Entire board resigns but appoints new BOD? The logistics of an entire board of directors resigning en masse on the same day, while somehow managing to appoint an entirely new board just prior to their collective resignation, indeed raises serious concerns. In the context of a publicly listed company in Canada, the board of directors typically lacks the authority to unilaterally appoint a whole new board without obtaining shareholder consent.
The appointment and removal of directors are generally governed by the corporation’s bylaws, the Canada Business Corporations Act (CBCA), or the relevant provincial corporate statutes. These legal frameworks are designed to prevent such unchecked actions by ensuring that significant decisions, such as the reconstitution of the entire board, are subject to shareholder approval.

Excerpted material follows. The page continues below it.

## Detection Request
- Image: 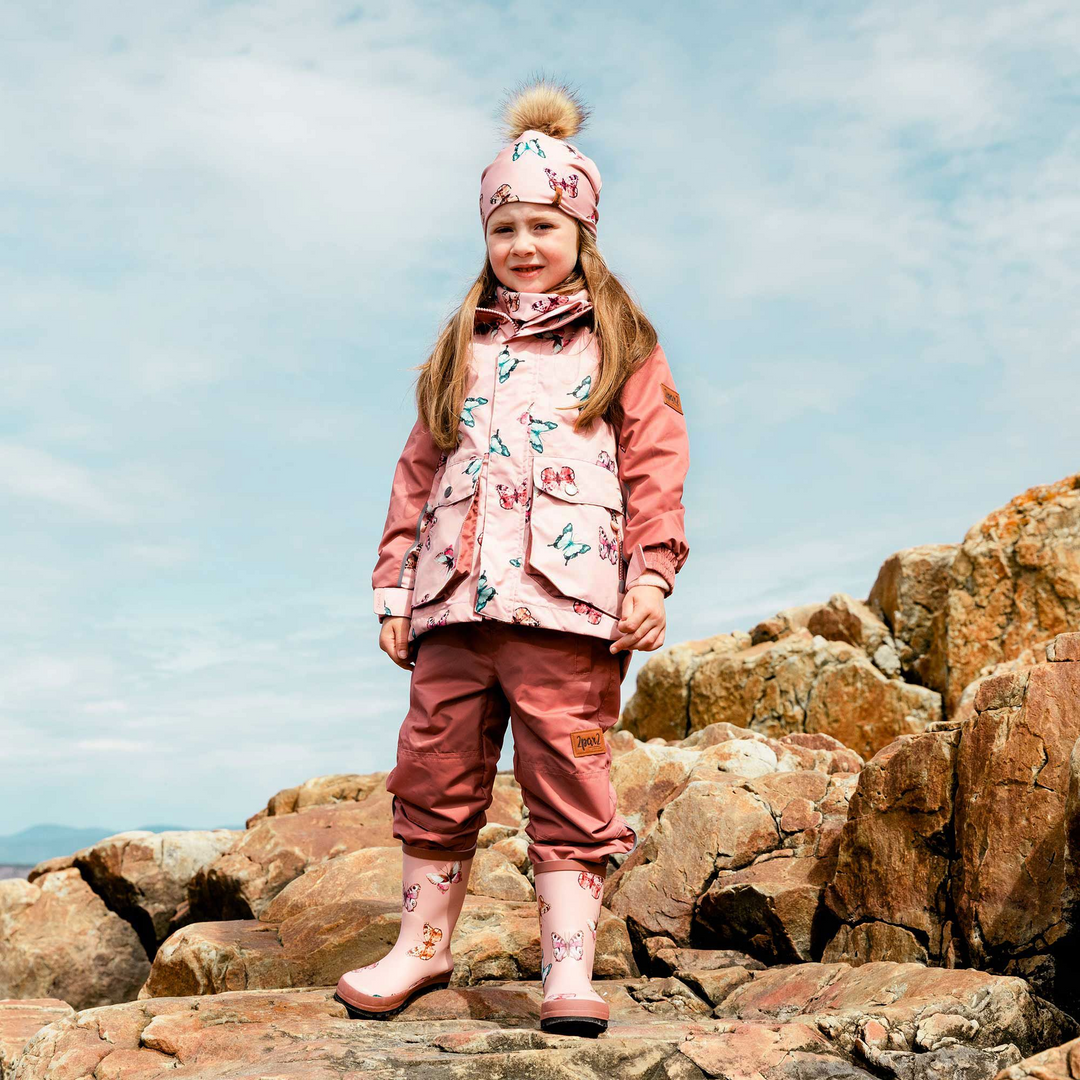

While the board may possess limited authority to fill vacancies that arise between annual general meetings, this power does not typically extend to the wholesale replacement of the board. RevoluGROUP Canada's news release yesterday is not only highly irregular but also raises substantial questions about the regulatory validity of such an abrupt and comprehensive change in governance.
https://revolugroup.com/news/revolugroup-canada-inc-announces-the-welcome-of-an-interim-ceo-interim-chairman-and-two-new-directors-and-the-resignation-of/
The notion that an entire board could orchestrate its own replacement without shareholder input is both shocking and troubling. It appears to contravene the foundational principles of corporate governance that are meant to protect shareholder rights. One cannot help but question how such an event could transpire without immediate regulatory scrutiny and challenge.